From Michel Dekking, Apr 24 2018: (Start)

Usually an integer sequence is called 'fractal' if it has the self-generating properties of a morphic sequence, i.e., the letter to letter projection of a fixed point of a morphism. Indeed, take the alphabet {1,2,...,8} and the morphism eta defined by

eta: 1->5, 2->7, 3->8, 4->6, 5->53, 6->71, 7->82, 8->64.

Then eta has fixed point

x = (5,3,8,6,4,7,1,6,8,2,5,71,6,4,7,5,3,...).

Let pi be the projection morphism

pi(1)=1, pi(2)=0, pi(3)=1, pi(4)=0, pi(5)=1, pi(6)=0, pi(7)=1, pi(8)=0.

Then pi(x) = (a(n)).

To prove this, one may use my paper "Iteration of maps by an automaton".

The two maps are phi_a and phi_b defined by

phi_a(0) = 1, phi_a(1) = 0, phi_b(0) = 0, phi_b(1) = 1.

The substitution is the Fibonacci substitution sigma given by

sigma(a) = b, sigma(b) = ba.

Since the first differences of the lower Wythoff sequence are given by the Fibonacci substitution 1->2, 2-> 21, it follows from replacing 1 with a and 2 with b that (a(n)) is generated by iterating the two maps phi_a and phi_b according to the fixed point babba...of sigma.

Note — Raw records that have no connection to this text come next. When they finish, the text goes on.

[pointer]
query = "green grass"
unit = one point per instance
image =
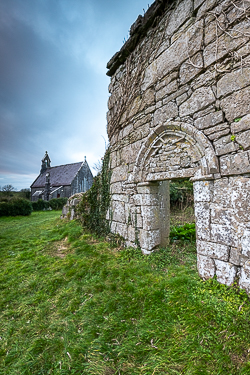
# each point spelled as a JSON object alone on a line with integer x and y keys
{"x": 70, "y": 304}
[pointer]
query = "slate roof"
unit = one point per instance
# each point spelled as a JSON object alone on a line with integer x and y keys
{"x": 61, "y": 175}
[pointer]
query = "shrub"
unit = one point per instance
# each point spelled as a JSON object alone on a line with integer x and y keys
{"x": 94, "y": 204}
{"x": 57, "y": 203}
{"x": 40, "y": 205}
{"x": 184, "y": 232}
{"x": 16, "y": 207}
{"x": 181, "y": 194}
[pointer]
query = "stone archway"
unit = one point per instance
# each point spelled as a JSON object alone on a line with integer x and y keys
{"x": 173, "y": 150}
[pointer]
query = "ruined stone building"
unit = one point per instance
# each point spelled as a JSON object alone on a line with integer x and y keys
{"x": 180, "y": 108}
{"x": 61, "y": 181}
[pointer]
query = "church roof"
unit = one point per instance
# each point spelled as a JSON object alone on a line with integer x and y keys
{"x": 61, "y": 175}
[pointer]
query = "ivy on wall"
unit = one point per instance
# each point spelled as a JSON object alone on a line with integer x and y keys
{"x": 94, "y": 205}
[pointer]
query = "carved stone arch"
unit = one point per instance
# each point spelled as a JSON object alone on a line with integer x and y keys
{"x": 175, "y": 150}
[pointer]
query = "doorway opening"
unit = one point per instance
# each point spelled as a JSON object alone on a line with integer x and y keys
{"x": 182, "y": 216}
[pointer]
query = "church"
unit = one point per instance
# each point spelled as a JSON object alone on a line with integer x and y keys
{"x": 61, "y": 181}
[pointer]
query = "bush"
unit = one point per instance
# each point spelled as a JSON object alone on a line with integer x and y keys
{"x": 93, "y": 208}
{"x": 16, "y": 207}
{"x": 184, "y": 232}
{"x": 40, "y": 205}
{"x": 181, "y": 194}
{"x": 57, "y": 203}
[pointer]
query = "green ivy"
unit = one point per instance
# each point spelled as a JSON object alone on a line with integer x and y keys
{"x": 184, "y": 232}
{"x": 95, "y": 203}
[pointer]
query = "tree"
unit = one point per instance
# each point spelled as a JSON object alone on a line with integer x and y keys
{"x": 7, "y": 189}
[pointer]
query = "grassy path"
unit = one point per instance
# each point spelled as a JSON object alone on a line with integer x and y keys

The two maps phi_a and phi_b are commuting bijections on {a,b}, exactly as in the Example on page 85 of "Iteration of maps by an automaton". It follows as in that example that (a(n)) is generated by the projection of a fixed point of a substitution on an alphabet of 8 letters, and a simple computation as on that page yields the morphism eta. (End)